US says new plane tax ‘illegal’
11.05.08
The US government has made a blistering attack on a new £2.5 billion aviation duty, questioning its green credentials and claiming that it breaks international law, the Times reports. The criticism was made in an official diplomatic note sent to the Foreign Office by the US embassy in London last month. It said the new charge, proposed in this year’s budget as a replacement for air passenger duty (APD), ‘raises significant policy and legal issues’ and asks whether it can be justified when the government plans a third runway at Heathrow, the newspaper adds.
The new flight levy, which the Treasury says will help reduce greenhouse-gas emissions, is proposed as a replacement for APD, which has been in place for more than a decade. The Treasury wants to change the basis of the duty, moving it from individual passengers to a per-plane basis. The move will increase charges for passengers and could raise £2.5 billion a year for the treasury - none of which is to be spent on environmental projects.
The US diplomatic note said the switch from passengers to planes as the basis for the taxation contravenes the 1944 Chicago Convention, the treaty that governs most of international aviation. It claimed it was also in breach of the open-skies deal hammered out last year between Europe and America.

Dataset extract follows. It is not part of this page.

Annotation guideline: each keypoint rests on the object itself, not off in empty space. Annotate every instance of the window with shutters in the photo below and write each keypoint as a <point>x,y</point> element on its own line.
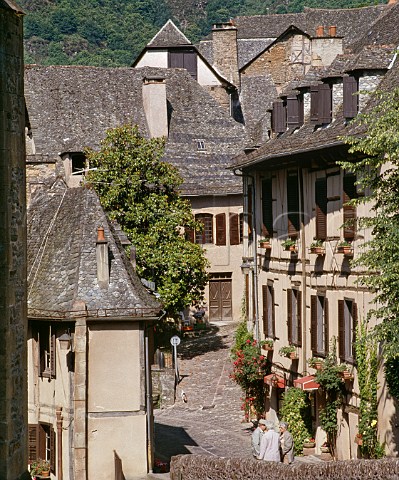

The Times reports that the Americans also query the basis of the duty, saying the green claims are farfetched. The note says: ‘The Treasury’s proposal, although cast as an environmental measure, appears in reality to constitute nothing more than a device for generating additional revenue from the airline community.'
It adds that the duty is likely to reduce the number of flights from Britain, and that ‘this would seem an anomalous result, given the focus in the UK on, among other things, restoration of the competitiveness of Heathrow with the opening of terminal 5 and the consideration of a third runway.’
'US government sources' told the newspaper that Washington could bring a case against the UK at the International Civil Aviation Organisation, the watchdog for world aviation, or under the disputes procedure of last year’s EU-US open-skies agreement.
The Times says that John Byerly, deputy assistant secretary for transportation and America’s top aviation negotiator, met Treasury officials last week to press home the argument.